Encyclopædia Britannica, Ninth Edition/Tierney, George
TIERNEY, George (1761–1830), an English Whig politician, was born at Gibraltar on 20th March 1761, being the son of a wealthy merchant resident in Spain. He was sent to Peterhouse, Cambridge, where he took the degree of LL.D. in 1784, and was called to the bar; but, having inherited an ample fortune, he abandoned law and plunged into politics. He contested Colchester in 1788, when both candidates received the same number of votes, but Tierney was declared elected. He was, however, defeated in 1790. He sat for Southwark from 1796 to 1806, and then represented in turn Athlone (1806–7), Bandon (1807–12), Appleby (1812–18), and Knaresborough (1818–30). When Fox seceded from the House of Commons, Tierney became a prominent, if not the leading, opponent of Pitt's policy. It was perhaps for this reason that he was disliked by Fox. In 1797—such was the height of political passion at this epoch—Wilberforce noted in his diary that Tierney's conduct was "truly Jacobinical"; and in May 1798 Pitt accused him of want of patriotism. As the words were not withdrawn, a duel ensued at Putney Heath on Sunday, 27th May 1798; but neither combatant was injured. In 1803 Tierney, partly through gratitude for the peace which had been ratiﬁed with France and partly because Pitt was out of office, joined the ministry of Addington as treasurer of the navy, and was created a privy councillor; but this ill-advised step alienated many of his supporters among the middle classes, and offended most of the inﬂuential Whigs. On the death of Fox he joined (1806) the Grenville ministry as president of the board of control, with a seat in the cabinet, and thus brought himself once more into line with the Whigs. After the death of Ponsonby in 1817 Tierney became the recognized leader of the Opposition in the House of Commons. In the neutral ministry of Canning, the place of master of the mint was held by him, and when Lord Goderich succeeded to the lead Tierney was admitted to the cabinet; but he was already suffering from ill-health and took little part in its deliberations. He died suddenly at Savile Row, London, on 25th January 1830.

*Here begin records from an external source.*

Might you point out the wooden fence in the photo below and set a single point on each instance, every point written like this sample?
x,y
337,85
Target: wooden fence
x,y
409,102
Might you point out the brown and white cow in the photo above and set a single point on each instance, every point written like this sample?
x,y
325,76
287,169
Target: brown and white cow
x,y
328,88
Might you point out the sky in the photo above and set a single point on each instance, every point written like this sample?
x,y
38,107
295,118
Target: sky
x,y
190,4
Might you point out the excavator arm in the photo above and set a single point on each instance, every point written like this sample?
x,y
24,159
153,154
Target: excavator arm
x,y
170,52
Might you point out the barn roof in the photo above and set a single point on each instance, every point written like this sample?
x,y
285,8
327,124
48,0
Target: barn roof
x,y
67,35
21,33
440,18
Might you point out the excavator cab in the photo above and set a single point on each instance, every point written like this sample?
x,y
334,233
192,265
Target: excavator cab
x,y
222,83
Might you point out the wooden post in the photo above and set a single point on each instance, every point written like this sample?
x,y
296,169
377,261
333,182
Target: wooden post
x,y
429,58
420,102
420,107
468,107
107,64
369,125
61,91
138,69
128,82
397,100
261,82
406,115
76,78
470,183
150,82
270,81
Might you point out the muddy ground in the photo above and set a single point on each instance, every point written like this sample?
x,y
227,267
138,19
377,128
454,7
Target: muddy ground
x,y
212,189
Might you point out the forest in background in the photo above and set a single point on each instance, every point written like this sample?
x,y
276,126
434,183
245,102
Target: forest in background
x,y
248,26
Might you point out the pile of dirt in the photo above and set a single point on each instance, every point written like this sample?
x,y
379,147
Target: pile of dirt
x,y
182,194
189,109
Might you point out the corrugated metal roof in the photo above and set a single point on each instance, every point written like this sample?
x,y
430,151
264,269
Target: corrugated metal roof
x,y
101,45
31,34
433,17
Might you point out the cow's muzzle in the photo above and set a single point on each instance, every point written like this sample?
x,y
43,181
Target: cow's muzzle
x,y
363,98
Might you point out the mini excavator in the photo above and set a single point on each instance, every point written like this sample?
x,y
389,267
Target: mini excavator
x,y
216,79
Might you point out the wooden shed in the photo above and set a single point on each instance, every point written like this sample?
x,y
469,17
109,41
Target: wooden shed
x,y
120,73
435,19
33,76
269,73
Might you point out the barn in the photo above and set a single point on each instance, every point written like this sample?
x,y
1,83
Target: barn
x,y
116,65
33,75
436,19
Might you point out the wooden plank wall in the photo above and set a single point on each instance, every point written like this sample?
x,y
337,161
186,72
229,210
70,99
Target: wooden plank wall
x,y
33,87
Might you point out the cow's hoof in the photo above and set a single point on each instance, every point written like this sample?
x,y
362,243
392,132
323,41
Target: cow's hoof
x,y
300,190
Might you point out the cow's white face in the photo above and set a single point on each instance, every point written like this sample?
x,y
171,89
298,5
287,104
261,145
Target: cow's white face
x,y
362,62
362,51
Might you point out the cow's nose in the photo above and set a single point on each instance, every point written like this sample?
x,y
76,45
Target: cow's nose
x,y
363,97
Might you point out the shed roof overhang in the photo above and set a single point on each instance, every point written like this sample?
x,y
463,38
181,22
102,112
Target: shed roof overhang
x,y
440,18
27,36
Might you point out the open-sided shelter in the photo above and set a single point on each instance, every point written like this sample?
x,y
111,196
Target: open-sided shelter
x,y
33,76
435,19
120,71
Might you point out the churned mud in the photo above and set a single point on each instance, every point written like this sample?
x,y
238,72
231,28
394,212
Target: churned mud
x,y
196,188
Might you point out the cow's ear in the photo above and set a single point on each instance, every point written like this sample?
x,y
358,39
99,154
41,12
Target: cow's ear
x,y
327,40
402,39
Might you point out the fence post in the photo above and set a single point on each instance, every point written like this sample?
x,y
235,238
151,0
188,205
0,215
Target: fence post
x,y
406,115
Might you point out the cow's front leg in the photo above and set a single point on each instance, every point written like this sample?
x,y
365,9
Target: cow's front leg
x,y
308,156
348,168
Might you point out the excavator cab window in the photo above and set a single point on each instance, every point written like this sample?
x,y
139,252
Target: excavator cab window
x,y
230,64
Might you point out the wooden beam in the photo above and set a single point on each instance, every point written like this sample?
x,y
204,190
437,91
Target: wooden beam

Tierney was a shrewd man of the world, with a natural aptitude for business. His powers of sarcasm were a cause of terror to his adversaries, and his presence in debate was much dreaded. His arguments were felicitous, and, though he never aimed at the highest ﬂights of eloquence, his choice of language was the theme of constant admiration. Lord Lytton, in his poem of St Stephen's, alludes to "Tierney's airy tread," and praises his "light and yet vigorous" attack, in which he inﬂicted, "with a placid smile," a fatal wound on his opponent.